Privacy Policy

Last updated: 22 May 2026

Ricki Robin ("we", "us", "our") is a UK-based apparel brand. This Privacy Policy explains how we collect, use, store, and protect your personal data when you use our app and website at ricki-robin.com (the "App") and purchase products through our store at ricki-robin.store (the "Store").

We are committed to protecting your privacy and handling your data in accordance with the UK General Data Protection Regulation (UK GDPR) and the Data Protection Act 2018.

1. Data Controller

The data controller responsible for your personal data is:

Ricki Robin
United Kingdom
Email: hello@ricki-robin.com

2. What Data We Collect

Account Information

When you create an account or sign in, we may collect:

• Email address — provided directly or via Google sign-in
• Name — from your Google profile or manually entered
• Profile picture — from your Google profile or uploaded by you
• Display name and bio — if you choose to set them

Usage Data

We collect anonymised usage data to improve the App, including:

• Pages and screens viewed
• Products browsed, saved, and tapped
• Designers followed
• App version and platform (web, iOS, Android)
• General location (country level, derived from IP address for currency localisation)

Push Notification Tokens

If you opt in to push notifications, we store your device push token to send you notifications about new products, designers, and collections.

Profile Photos

If you upload a custom profile photo, it is stored securely in our cloud storage and associated with your account.

3. How We Use Your Data

We use your personal data for the following purposes:

Purpose	Legal Basis
Account creation and authentication	Contract / Consent
Displaying your profile information	Contract
Saving your product preferences	Contract
Sending push notifications (if opted in)	Consent
Sending magic link login emails	Contract
Improving the App experience	Legitimate Interest
Currency and locale detection	Legitimate Interest

4. Third-Party Services

We use trusted third-party services to operate the App. Your data may be processed by:

Service	Purpose	Data Shared
Supabase	Authentication, database, file storage	Email, name, profile data, saved products
Google OAuth	Sign-in with Google	Email, name, profile picture (from Google)
Shopify	Product catalogue and checkout	No personal data shared from the App; Shopify handles its own checkout data
Vercel	App hosting and deployment	IP address (server logs)
Expo / React Native	App framework and push notifications	Push notification tokens

Each of these services has its own privacy policy, and we encourage you to review them.

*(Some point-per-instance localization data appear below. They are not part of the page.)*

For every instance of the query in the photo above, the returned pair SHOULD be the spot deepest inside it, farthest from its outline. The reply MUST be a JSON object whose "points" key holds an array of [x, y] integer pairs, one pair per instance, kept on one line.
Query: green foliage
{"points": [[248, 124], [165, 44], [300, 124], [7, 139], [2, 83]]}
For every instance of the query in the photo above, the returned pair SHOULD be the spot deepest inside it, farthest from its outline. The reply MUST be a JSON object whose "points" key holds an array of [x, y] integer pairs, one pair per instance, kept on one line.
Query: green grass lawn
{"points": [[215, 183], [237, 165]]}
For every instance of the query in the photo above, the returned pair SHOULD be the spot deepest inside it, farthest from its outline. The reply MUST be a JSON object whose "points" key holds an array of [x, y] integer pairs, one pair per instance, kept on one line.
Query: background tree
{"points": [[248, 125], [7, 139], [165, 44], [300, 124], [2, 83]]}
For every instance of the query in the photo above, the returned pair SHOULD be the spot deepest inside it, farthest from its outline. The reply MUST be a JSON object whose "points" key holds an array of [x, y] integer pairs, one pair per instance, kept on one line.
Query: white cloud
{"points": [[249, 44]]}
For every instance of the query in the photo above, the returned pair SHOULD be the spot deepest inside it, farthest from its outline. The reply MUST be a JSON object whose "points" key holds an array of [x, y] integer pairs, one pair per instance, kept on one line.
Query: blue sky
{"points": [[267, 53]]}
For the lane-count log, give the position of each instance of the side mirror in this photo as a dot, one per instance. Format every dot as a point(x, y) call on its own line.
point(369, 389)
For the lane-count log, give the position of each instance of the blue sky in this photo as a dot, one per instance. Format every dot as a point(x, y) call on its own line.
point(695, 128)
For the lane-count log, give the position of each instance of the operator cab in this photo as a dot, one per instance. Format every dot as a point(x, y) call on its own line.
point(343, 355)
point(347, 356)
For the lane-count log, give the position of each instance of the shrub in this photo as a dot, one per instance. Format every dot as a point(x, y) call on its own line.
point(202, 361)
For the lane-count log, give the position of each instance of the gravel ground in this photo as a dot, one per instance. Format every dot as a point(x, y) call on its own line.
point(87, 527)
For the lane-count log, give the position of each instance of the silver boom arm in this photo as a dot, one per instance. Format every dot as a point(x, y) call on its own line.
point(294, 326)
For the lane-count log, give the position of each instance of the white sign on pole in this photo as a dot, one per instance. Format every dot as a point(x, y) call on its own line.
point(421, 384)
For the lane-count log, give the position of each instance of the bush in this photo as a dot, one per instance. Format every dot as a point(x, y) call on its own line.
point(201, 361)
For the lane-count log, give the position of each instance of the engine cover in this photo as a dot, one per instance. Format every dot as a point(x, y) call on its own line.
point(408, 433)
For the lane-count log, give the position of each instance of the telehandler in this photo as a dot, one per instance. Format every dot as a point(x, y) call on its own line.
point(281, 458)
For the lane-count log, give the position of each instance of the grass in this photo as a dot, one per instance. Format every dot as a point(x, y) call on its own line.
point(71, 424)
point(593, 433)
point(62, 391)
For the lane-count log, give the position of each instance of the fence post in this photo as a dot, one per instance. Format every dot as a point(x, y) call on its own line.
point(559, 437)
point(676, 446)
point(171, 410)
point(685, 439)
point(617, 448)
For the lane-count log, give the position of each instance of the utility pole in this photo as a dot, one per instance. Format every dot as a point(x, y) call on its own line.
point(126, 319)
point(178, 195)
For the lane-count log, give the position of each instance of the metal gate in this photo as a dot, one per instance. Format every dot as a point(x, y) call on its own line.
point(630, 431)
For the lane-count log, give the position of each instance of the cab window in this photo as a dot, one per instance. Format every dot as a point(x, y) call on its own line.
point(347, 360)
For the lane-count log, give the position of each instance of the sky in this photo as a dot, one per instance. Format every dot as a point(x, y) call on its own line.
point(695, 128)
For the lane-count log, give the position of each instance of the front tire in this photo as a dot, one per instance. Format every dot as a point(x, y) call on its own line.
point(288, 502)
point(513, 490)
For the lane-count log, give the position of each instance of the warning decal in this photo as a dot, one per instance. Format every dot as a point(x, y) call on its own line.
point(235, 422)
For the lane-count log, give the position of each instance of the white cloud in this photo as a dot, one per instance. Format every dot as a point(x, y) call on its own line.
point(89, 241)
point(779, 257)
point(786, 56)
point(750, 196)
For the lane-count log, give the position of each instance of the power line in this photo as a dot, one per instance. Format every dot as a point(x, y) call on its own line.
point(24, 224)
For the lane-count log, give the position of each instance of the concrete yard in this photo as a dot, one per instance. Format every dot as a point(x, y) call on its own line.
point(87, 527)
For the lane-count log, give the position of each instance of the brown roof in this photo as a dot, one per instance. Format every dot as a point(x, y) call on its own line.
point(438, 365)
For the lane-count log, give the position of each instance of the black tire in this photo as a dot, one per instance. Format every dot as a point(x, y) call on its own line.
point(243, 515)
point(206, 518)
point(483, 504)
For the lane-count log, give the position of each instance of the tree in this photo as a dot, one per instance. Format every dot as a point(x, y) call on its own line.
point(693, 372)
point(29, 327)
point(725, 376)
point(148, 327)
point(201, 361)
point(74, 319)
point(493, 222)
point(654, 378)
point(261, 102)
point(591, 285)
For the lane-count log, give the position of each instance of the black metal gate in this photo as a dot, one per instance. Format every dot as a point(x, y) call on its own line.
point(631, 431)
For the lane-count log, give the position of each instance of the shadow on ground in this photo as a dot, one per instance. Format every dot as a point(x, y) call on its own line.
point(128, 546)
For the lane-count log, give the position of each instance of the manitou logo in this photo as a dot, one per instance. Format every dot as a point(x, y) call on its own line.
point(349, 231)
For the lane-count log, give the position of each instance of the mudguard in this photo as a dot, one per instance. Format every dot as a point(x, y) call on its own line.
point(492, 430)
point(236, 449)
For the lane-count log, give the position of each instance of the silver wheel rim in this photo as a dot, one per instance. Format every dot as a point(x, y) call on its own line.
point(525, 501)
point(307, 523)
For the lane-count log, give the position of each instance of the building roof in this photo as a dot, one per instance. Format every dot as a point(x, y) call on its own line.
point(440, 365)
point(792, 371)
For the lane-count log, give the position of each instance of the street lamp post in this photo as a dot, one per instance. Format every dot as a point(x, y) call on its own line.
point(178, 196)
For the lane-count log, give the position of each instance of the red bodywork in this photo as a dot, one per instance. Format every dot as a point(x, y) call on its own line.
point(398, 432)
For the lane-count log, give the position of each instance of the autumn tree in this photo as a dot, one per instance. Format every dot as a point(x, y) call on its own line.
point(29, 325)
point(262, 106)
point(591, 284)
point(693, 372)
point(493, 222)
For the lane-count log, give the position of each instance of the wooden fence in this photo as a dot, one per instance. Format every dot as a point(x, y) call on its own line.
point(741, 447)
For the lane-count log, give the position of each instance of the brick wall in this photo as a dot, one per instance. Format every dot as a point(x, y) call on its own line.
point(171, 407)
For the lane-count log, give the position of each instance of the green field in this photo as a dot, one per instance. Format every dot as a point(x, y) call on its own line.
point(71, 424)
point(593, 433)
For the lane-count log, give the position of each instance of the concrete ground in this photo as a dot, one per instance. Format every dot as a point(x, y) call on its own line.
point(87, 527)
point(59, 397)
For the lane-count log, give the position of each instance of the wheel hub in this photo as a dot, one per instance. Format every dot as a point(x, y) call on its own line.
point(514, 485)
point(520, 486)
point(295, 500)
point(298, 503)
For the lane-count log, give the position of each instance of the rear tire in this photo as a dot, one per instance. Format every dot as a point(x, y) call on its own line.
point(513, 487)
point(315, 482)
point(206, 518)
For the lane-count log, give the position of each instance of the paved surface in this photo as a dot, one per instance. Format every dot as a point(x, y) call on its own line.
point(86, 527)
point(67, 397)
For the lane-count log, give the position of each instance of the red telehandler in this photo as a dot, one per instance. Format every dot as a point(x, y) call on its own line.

5. Cookies and Local Storage

The App uses localStorage (not traditional cookies) to:

• Persist your login session so you stay signed in between visits
• Cache app preferences for a faster experience

We do not use advertising or tracking cookies. We do not share data with advertisers.

6. Data Retention

• Account data is retained for as long as you have an active account. If you delete your account, your data will be permanently removed within 30 days.
• Usage analytics are retained in anonymised form and cannot be linked back to you.
• Push notification tokens are removed when you uninstall the App or revoke permission.

7. Your Rights

Under UK GDPR, you have the right to:

• Access — Request a copy of the personal data we hold about you
• Rectification — Ask us to correct inaccurate data
• Erasure — Ask us to delete your data ("right to be forgotten")
• Portability — Request your data in a machine-readable format
• Object — Object to processing based on legitimate interest
• Withdraw consent — Where processing is based on consent, you can withdraw it at any time

To exercise any of these rights, contact us at hello@ricki-robin.com.

8. Data Security

We take reasonable technical and organisational measures to protect your data, including:

• Encryption in transit (HTTPS/TLS) for all data
• Row Level Security (RLS) on our database to ensure users can only access their own data
• Secure token-based authentication
• Profile photos stored in access-controlled cloud storage

9. Children's Privacy

The App is not directed at children under 16. We do not knowingly collect personal data from children. If you believe a child under 16 has provided us with personal data, please contact us and we will delete it promptly.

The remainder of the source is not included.